VERDICT: It's a tough call. "Sweet Jane" is too slight compared to the other two tracks. As great and historically important as "wish" is, "When They Were Young" is one of a handful of tracks that I often feel compelling to listen to, even when I'm in the middle of listening to something else, so it moves on to the next round.

Tuesday, December 30, 2008

3. Everclear vs. Nine Inch Nails vs. Firewater

vs. vs.
"Queen of the Air"
by Everclear
from Sparkle and Fade
  "No, You Don't"
by Nine Inch Nails
from The Fragile
  "I Still Love You Judas"
by Firewater
from The Ponzi Scheme

"Queen of the Air" (3 plays at Last.fm, unranked): This was the song that made Everclear my favorite band for a while, after "Santa Monica" had prompted me to buy the record. There's a lot of mid-90's shimmer in here, but the structure also calls back to the abrasiveness of Everclear's first independent release, 1993's World of Noise. Maybe the most significant addition it makes to that structure is a terrific melodic bassline that has a really nice interplay with the slight guitar melody -- it's not overpowering the way a lot of contemporaneous songs are. The story that Art Alexakis tells is short and compelling -- the narrator's supposed aunt but actual mother jumping from a bridge to her death -- and I was surprised to learn to was totally made up. Alexakis uses so many harsh autobiographical details in the first three Everclear records that a story like this one doesn't raise an eyebrow, but it's of a piece with the working class heartbreak and drama that he used to be so good at.

"No, You Don't" (4 plays, unranked): Looking back on what Trent Reznor has done in the past nine years, The Fragile looks like the most important thing in the NIN catalog. You can hear bits and pieces of his subsequent three full-lengths and the Ghosts collection all over the place -- it's the beginning of a more cohesive sound than he ever had with pretty hate machine, broken and the downward spiral (though those are better works overall). When the album came out, the build and noise of this track were just what I wanted to hear (another NIN song, "the great collapse," appears later in the tournament for the same reason). It's a great singer and a great screamer, and I suspect largely underappreciated in a sea of album cuts from an oft-overlooked record.

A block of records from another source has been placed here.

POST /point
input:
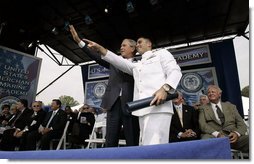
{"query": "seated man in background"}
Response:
(221, 119)
(184, 125)
(34, 121)
(52, 127)
(5, 114)
(9, 140)
(203, 100)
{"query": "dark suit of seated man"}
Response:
(9, 140)
(51, 128)
(221, 119)
(184, 124)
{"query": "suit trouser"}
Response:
(115, 119)
(154, 128)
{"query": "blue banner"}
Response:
(96, 71)
(195, 83)
(18, 76)
(192, 55)
(94, 91)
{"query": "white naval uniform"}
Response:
(154, 70)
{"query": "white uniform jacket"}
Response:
(154, 70)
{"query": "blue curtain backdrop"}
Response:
(224, 61)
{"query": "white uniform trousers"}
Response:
(154, 128)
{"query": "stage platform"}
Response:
(218, 148)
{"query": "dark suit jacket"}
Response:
(209, 124)
(36, 120)
(58, 122)
(117, 80)
(190, 121)
(22, 120)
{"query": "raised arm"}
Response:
(92, 54)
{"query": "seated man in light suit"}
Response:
(221, 119)
(184, 125)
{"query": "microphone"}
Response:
(142, 103)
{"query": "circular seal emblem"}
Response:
(99, 90)
(8, 100)
(191, 82)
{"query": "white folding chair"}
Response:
(62, 140)
(93, 139)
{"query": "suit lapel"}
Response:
(177, 117)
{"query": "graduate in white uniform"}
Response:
(157, 74)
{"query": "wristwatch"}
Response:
(168, 89)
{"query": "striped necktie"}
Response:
(220, 114)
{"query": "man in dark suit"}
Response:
(221, 119)
(34, 122)
(9, 140)
(118, 92)
(51, 128)
(184, 124)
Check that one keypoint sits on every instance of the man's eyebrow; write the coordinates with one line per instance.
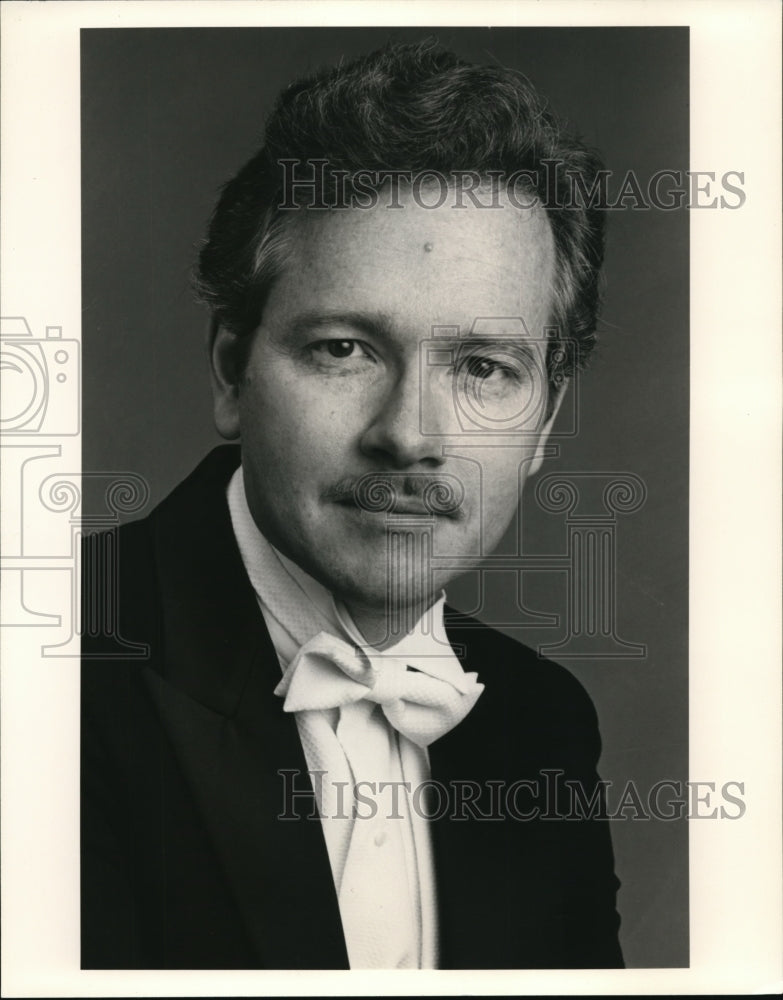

"I Still Love You Judas" (9 plays, tied for #299): I discovered Firewater through their first album when hosting a college radio show at 3AM Sunday mornings, but it's their follow-up that I really love. Frontman Tod A is a terrific lyricist, but the band manages to create music that's both atmospheric and cinematic as an accompaniment. It's unfortunate that the band's style was so out in 1998 (it would've been killer in 1992 or 2006), because their vocal-driven, minor-key rock with strings could've developed a real audience in the right conditions.

VERDICT: This is a tough call, but I think Firewater wins out. The opening of the song has that spark to it, that when you hear it come up on shuffle you perk up, turn up the volume and get ready to submerge into the song.